With the prevalence of open houses, promotional affairs, and
other after-hours events being held by numerous organizations, it is
important that we, as business professionals, be aware of the special images
we should project for these special occasions.
Don’t kid yourself, the emphasis is on business
even if the clock says it’s after regular working hours. That doesn’t
mean you can’t have a good time, of course, but it does mean you
have to make certain that your attire and demeanor are professional.
The same goes for anyone who accompanies you.
If you are invited to a function that starts between
5 and 6 p.m., then the presumption is that you will come by from the
office. Thus, your regular business clothes are appropriate.
Certainly, you might want to freshen up a little bit–men might take
the time to shave, women reapply their makeup. A fresh shirt or blouse
could be in order, but these occasions are pretty much an extension of
your business day and for ladies, a too dressy "cocktail party
look" would be overdoing it.
When an event begins after 6 p.m., even if no
particular attire is specified, it is probably safe to assume that a
little dressier look is in order. For both men and women, it is
perfectly acceptable to take your regular business attire and simply
dress it up a little bit. For men, this could mean a different tie;
for women, a dressier top. However, be sure to keep your selection on
the conservative side unless you want to be the topic of conversation
for the next six months or more. And ladies, save your sex goddess
look for another occasion. Think of looking elegant and tasteful
rather than sexy.
Attire, of course, is a major factor to consider
when attending a business "social" event. Here are a few
other "dos" for appropriate behavior.
Do keep your body language on the conservative
side. Women should not walk or carry themselves in a seductive
manner. They should not drape themselves over a man–whether he
is an escort, husband or co-worker. By the same token, men must be
aware of inappropriate touching–arms around the waist or
shoulder. Sexual or paternal behavior is inappropriate and
Do watch the drinking–yours and your companion’s.
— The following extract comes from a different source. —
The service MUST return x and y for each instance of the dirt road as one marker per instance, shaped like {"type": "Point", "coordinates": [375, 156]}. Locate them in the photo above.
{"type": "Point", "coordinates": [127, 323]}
People never forget a lapse in this area. Food or drink should not
be considered the main event at an after-hours function. Limit
yourself to one or two drinks, and don’t expect the food to
substitute for dinner. It is hard to imagine anything less
gracious than a person devouring plates full of hors d’oeuvres.
Cocktail food is usually finger food, and a
paper napkin or plate is generally provided. When using only a
napkin, be careful when you are maneuvering through a crowd with
it. Also, cocktail food is deliberately heavy in oil, to slow down
the absorption of alcoholic beverages. It is, as a result, rather
messy to eat. So, be careful and mindful of your face and hands.
If smoking is acceptable, do use an ashtray to
flick your ashes. Don’t drop them in plants or on the floor.
Also, be aware of the direction your smoke is drifting. In any
case, always ask the individuals in your presence if they mind you
smoking; then, abide by their expressed wishes.
When being introduced or introducing yourself,
do shake hands. Handshakes are your first way of connecting with a
person. Remember, however, that a limp, moist handshake or a bone
crusher can slam the door on an enthusiastic response. When you
shake hands, people make an immediate judgment about your
character and level of confidence. So a firm, quick grasp
handshake is in order.
Whether it is proof of registration at an event
or simply identification for you and your company, the name tag
has become a frequent element of professional business attire. Do
wear your name tag on the upper right hand portion of your
garment. Why? Because when you shake someone’s hand, their line
of vision travels from your eyes, down your right shoulder to your
extended hand. It is far easier to read your name tag when it is
in the line of vision.
In your career, you will find yourself in many
business "social" event situations where you will be called
upon to demonstrate your professional polish. Knowing the basics will
allow you to avoid awkwardness and embarrassment in these settings and
to be self-confident no matter what you encounter. In the competitive
environment of the 21st Century, "polish pays."